As we all know by now AlwaysOn Availability Groups are an enterprise edition feature and SQL Server Clustering is a standard edition feature. Butt what happens when you have a small business that is running its apps on SQL Server Express. Can’t SQL Express have any sort of high availability?
Officially the answer is no, however with a little bit of creative configuration you sure can.
The Overall Environment
To setup SQL Server Express in a Windows Cluster I’m building this on a two node Windows Server 2012 cluster using a file share hosted on my domain controller to host the actual databases. To ensure that the domain controller is rebooted as little as possible the domain controller is installed in core mode. The cluster nodes are Windows Server 2012 standard edition (which now supports clustering) as is the domain controller.
As SQL Server 2012 express edition doesn’t support Windows Clustering out of the box the installation will be a little different from doing a normal clustered install under standard or enterprise edition. To install I did a normal SQL Express install on node1. The only change from a normal install that I made was that I configured the SQL Server instance to start under a domain account. When I got to the data directories part I configured the data folder to a network share on the domain controller.
Once the installation on node1 was completed I stopped the SQL Server services. Then I renamed the folder that I installed the SQL Server database files into. The reason for this is that I need to configure the second instance to put the database files into the same location. I can then install SQL Server 2012 express edition onto the second node.
The installation on node2 is done exactly like it was done on node1.
Once the installation is done on both nodes configure the SQL Server service to have a startup type as “Manual” instead of disabled or automatic. Leave the SQL Agent service as disabled as even though SQL Express installs the SQL Agent the SQL Agent isn’t supported on SQL Express.
Once the installation on Node2 is done the cluster can be configured. To do this bring up the Failover Cluster Administrator on one of the nodes and connect to the cluster. If the cluster hasn’t been configured yet run through the normal Clustering Configuration wizard.
We’ll now configure a new cluster role on the cluster. To do this right click on “Role” then select “Configure Role” from the context menu as shown below.
When the wizard opens click next to get to the list of services. Then select the Generic Service item from the list as shown below.
On the next screen you’ll be asked what service you wish to cluster. From this list select the SQL Server service as shown below.

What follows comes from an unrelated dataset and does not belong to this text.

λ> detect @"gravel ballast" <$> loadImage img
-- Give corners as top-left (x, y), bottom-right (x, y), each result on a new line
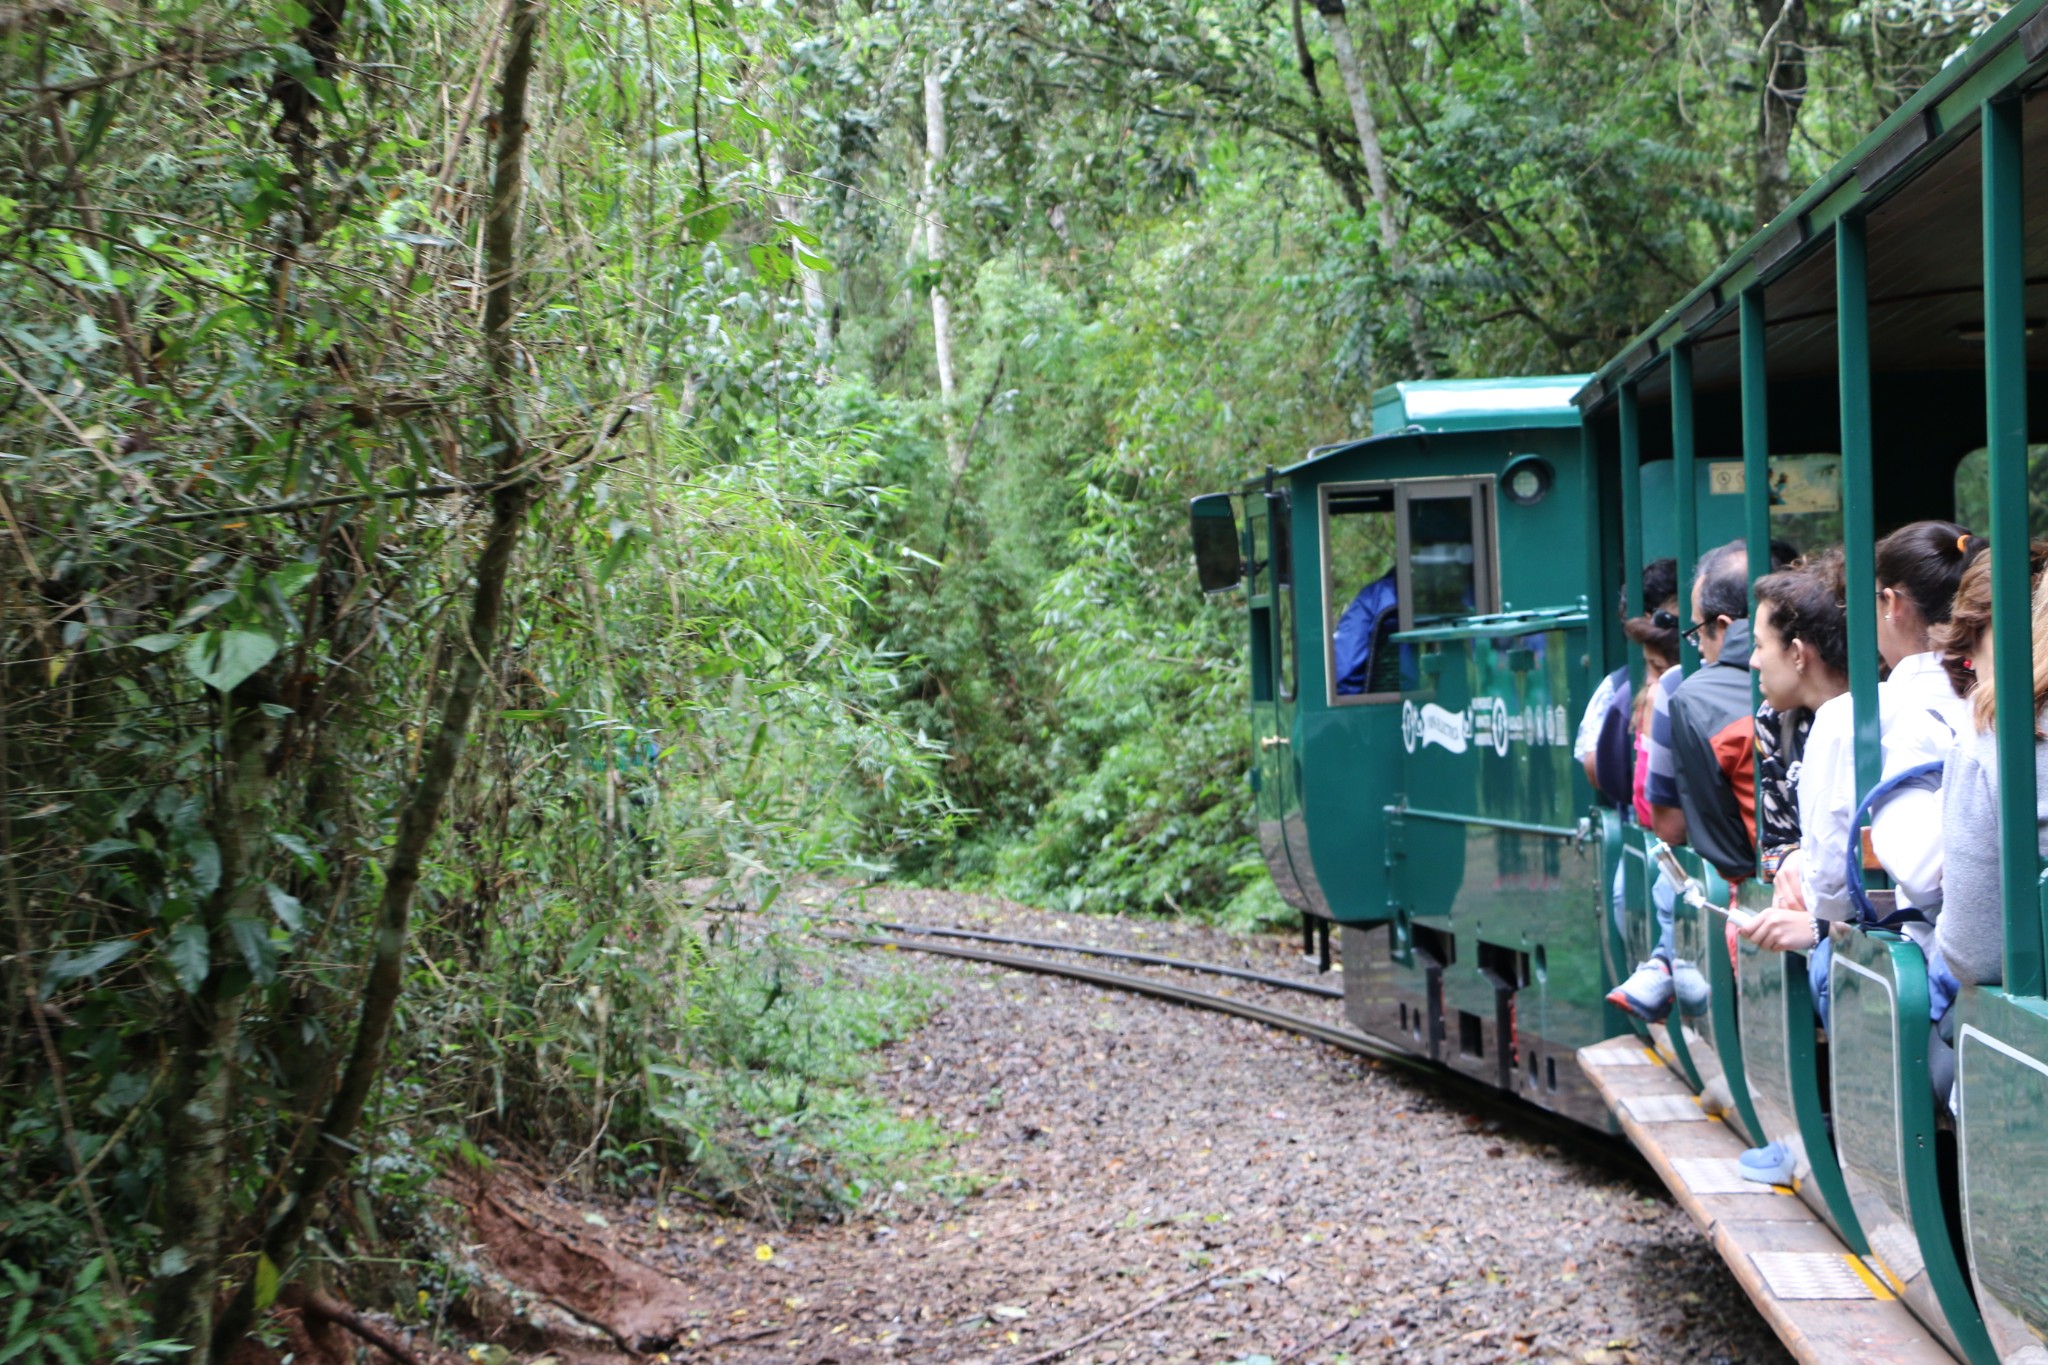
top-left (584, 890), bottom-right (1793, 1364)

On the next screen you’ll be asked to name the resource group. Give the group a name which is unique on the domain and click next. The next screen will ask you to select the needed storage. Simply click next on this screen as we aren’t using any local shared storage. The next screen asks you if any registry settings need to be replicated between the machines. We don’t need to replicate anything as SQL Server doesn’t make much use of the registry for the actual SQL Server service so we can simply click next on this screen as well. The next screen is simply a screen to review the changes which will be made. You can simply click next on this screen after reviewing the information on the screen. When the summary screen displays click finish.
Post Clustering SQL Config Changes
The first change that you’ll need to make is to enable the TCP network protocol on both nodes. By default SQL Express has the TCP network protocol disabled which need to be corrected before uses will be able to connect to the SQL Server service.
The next change that you’ll need to make is to change the local server name in the master database from the name of the last node which was installed to the cluster name using a script similar to the one shown below. In the case of this script the nodes are named node1 and node2 and the cluster name is clustersql. Once this script has been run the SQL Server instance should be restarted or failed over to the other node.
exec sp_dropserver ‘nodeb’
exec sp_addserver ‘clustersql’, local
At this point the cluster is up and running and applications can have their databases configured on the SQL Server Instance.
I haven’t deployed this into production for a customer. This idea came up when we were kicking around HA solution ideas for a customer and we were trying to figure out if it would even work. Turns out that it does.
If SQL Express will fit your needs, then I can’t see a reason not to do something like this. Now some things it keep in mind are that SQL wouldn’t be cluster aware like it would be with Standard or Enterprise edition so you’ll loose some of the normal health checks which would happen with Standard or Enterprise edition as the cluster will just be looking for service failure. But if you can live with that this solution should be able to work for you.
In this case no, I did use shared storage. This could be done using network storage as well easily enough using SQL Server 2012 Express or newer.
I wasn’t able to install sql server on the second node because it gave error “system database file already exists in \servershareMSSQL11.instance” even after changing the shared folder name
Try moving the folder with the system databases out to another location. As long as the folder is renamed and isn’t where SQL is expecting it, you shouldn’t have a problem.
Seems a bit pointless to have a failover cluster if not also able to replicate the database to the failover subnet.
You’ll want to get redundant storage. The easiest way to do that without a SAN is to use SIOS Data Keeper to replicate local storage on the two machines which will be running Microsoft SQL Server.
That said, SQL Express isn’t really an enterprise ready version. It only supports one processor, one gig of RAM, and a 10 or 20 Gig database depending on version.